MARC Sort was designed to not require any additional memory to run effectively. However, it does require extra disk space; a good rule of thumb would be to multiply the size of your file by two–you should have that much free disk space before beginning a sort job. Since most systems these days will have many GBs of free space this may never be a problem for you. All the same, if, for example, you run several sorts on a very large file and are not aware of this, your system may grind to a halt when the Windows swap file starts taking over–you have been warned.

WARNING ABOUT RAID DRIVES

We do not recommend running this utility on a file of any size with a system based on RAID. It has been our (unfortunate) experience that this scenario doesn't work well (and often, at all) for this utility–RAID just does not handle the fast and furious merge file creation that is required by our MARC Sort.

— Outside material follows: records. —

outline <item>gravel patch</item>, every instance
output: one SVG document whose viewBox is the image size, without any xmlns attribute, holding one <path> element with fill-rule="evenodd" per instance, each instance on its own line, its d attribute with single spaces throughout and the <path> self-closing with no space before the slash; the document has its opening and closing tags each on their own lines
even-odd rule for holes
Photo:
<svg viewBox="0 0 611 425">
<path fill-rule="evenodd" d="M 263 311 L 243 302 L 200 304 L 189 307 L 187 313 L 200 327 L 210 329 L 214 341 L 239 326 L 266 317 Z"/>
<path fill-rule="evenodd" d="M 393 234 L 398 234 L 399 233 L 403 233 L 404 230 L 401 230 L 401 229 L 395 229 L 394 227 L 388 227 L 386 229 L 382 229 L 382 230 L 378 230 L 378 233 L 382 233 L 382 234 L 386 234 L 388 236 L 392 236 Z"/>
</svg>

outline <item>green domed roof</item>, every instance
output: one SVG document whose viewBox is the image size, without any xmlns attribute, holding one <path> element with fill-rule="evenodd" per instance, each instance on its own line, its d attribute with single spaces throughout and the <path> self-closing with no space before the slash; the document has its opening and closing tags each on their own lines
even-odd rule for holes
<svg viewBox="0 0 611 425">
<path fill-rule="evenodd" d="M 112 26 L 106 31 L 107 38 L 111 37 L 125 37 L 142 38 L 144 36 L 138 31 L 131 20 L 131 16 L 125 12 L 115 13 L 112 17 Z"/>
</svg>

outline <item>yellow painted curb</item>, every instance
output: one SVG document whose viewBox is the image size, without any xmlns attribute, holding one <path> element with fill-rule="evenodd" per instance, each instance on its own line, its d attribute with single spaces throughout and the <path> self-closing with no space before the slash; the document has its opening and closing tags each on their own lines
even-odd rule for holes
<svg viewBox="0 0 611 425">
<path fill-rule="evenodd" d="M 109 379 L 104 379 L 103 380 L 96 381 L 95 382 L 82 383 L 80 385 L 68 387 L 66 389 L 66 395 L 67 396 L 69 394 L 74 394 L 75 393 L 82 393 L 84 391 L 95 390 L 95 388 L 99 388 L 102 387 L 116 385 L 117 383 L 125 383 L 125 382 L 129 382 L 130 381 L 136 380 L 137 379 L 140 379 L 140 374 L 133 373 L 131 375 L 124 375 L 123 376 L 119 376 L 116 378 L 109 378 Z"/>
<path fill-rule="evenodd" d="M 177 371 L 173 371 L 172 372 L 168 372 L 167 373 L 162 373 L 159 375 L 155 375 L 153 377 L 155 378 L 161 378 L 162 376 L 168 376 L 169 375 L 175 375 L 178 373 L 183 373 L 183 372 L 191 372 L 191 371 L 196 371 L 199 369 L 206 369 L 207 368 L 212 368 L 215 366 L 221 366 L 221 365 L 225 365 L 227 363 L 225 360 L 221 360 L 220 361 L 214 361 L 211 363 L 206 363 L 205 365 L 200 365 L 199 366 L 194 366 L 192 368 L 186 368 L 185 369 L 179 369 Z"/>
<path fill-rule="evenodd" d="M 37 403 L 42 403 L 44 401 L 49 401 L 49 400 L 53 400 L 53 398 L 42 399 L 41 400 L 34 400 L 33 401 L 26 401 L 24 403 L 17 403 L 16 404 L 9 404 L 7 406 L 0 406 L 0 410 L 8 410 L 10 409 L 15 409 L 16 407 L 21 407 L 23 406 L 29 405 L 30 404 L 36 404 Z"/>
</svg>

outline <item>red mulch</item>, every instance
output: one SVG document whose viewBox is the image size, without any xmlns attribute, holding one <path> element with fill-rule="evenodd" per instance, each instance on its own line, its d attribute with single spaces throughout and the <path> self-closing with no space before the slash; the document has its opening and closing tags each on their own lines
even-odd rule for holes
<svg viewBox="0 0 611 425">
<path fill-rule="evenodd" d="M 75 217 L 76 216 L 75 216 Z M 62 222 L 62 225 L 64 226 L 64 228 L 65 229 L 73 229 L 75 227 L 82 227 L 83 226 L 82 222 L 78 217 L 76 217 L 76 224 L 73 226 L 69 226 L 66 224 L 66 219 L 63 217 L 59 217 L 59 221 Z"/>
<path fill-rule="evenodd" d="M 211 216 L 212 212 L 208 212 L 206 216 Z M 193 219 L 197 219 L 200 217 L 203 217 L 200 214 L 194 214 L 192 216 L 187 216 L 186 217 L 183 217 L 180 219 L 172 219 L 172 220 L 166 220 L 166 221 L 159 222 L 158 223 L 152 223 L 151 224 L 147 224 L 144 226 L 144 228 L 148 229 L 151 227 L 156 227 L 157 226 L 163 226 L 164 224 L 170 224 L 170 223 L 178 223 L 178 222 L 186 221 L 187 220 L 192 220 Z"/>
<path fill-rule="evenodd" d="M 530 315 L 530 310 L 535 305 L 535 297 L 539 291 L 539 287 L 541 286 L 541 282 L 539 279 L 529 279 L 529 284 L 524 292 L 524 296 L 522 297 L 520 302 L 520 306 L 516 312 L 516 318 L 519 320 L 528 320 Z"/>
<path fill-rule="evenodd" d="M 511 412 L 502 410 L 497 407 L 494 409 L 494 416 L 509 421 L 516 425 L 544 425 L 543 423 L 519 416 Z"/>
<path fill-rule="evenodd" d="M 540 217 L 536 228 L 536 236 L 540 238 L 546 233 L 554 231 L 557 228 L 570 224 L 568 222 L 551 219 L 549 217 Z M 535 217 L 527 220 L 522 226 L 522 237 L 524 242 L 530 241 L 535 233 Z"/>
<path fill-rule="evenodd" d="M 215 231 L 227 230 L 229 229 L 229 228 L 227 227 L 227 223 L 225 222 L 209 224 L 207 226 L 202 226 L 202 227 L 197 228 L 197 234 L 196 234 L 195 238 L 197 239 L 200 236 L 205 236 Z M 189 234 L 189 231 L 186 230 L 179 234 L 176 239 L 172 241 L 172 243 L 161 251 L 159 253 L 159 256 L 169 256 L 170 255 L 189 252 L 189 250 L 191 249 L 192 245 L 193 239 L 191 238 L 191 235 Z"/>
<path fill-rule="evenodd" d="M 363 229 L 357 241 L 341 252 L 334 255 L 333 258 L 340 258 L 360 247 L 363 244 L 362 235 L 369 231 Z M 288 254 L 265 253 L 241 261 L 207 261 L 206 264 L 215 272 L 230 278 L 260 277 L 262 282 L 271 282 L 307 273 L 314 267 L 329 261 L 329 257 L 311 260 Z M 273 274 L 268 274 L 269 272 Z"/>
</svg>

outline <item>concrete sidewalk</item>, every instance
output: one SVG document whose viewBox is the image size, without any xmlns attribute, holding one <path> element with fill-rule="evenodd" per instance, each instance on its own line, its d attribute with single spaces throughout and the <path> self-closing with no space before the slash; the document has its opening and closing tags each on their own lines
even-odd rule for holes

If you have a RAID system, and have access to a non-RAID drive, see the note above on how to change the working folder.

PROGRAM OPERATION

After you have entered your options, press the RUN button to begin the sort.

TECHNICAL NOTES

The basic steps that MARC Sort follows are:

1. Creates an (unsorted) index for your file using the options you defined 2. Organizes the index into smaller, sorted, merge files. 3. Merges the files created in step #2 into one sorted index. 4. Optionally, dedupes the index (if applicable) 5. Finalizes the sorted index (essentially, quickly rewrites the index in order to optimize the last step) 6. Writes out a new MARC file in the order of the sorted index

VIEW LOG

MARC Sort logs each step that it uses when it sorts your file; here is a standard log entry:

MARC Sort started at: 4/23/2003 5:06:52 PM Building index for MARC file e:\marc\dupes001.abc.mrc Indexing processed 1954 MARC records in e:\marc\dupes001.abc.mrc Organizing the index into sorted workfiles … 1954 index entries were processed from e:\marc\_1_INDEX.TMP 4 sorted workfiles were created in e:\marc\ Merging the sorted workfiles … 4 sorted workfiles were merged to e:\marc\_3_MERGD.TMP Preparing sorted index for MARC run … 1954 index entries were finalized to e:\marc\_6_FIN_1.TMP Writing sorted Marc file … 1954 records output to e:\marc\mysorted.mrc MARC Sort finished at: 4/23/2003 5:07:09 PM

Most of the steps in the log can be seen in the status bar while the program is running; however, if the file is small, the sort will happen very quickly, so may be a good thing to have a log to fall back on. You can see this log at the end of the job by pressing the 'View Log' button. (Note that this log is cumulative; that is, it will not be cleared until you manually clear it).

DELETE INDEXES

This option is selected by default. This option automatically deletes all of the temporary files created during the Sort run. The only reason to de-select this option would be to troubleshoot a sorting problem.

During the merge process (when the index is being sorted), the program may create a large number of temporary files. Although these files are not very large (less than 100 KB), if, for some reason, the program is interrupted during this phase, they may be left on your disk (“may” since we do try to clean up after ourselves). If this happens, you should try to find these files and delete them. The filename format for these files is '000001.tmp', and they will be located in the MARC Sort work directory (or, if that is undefined, in the directory of the source file).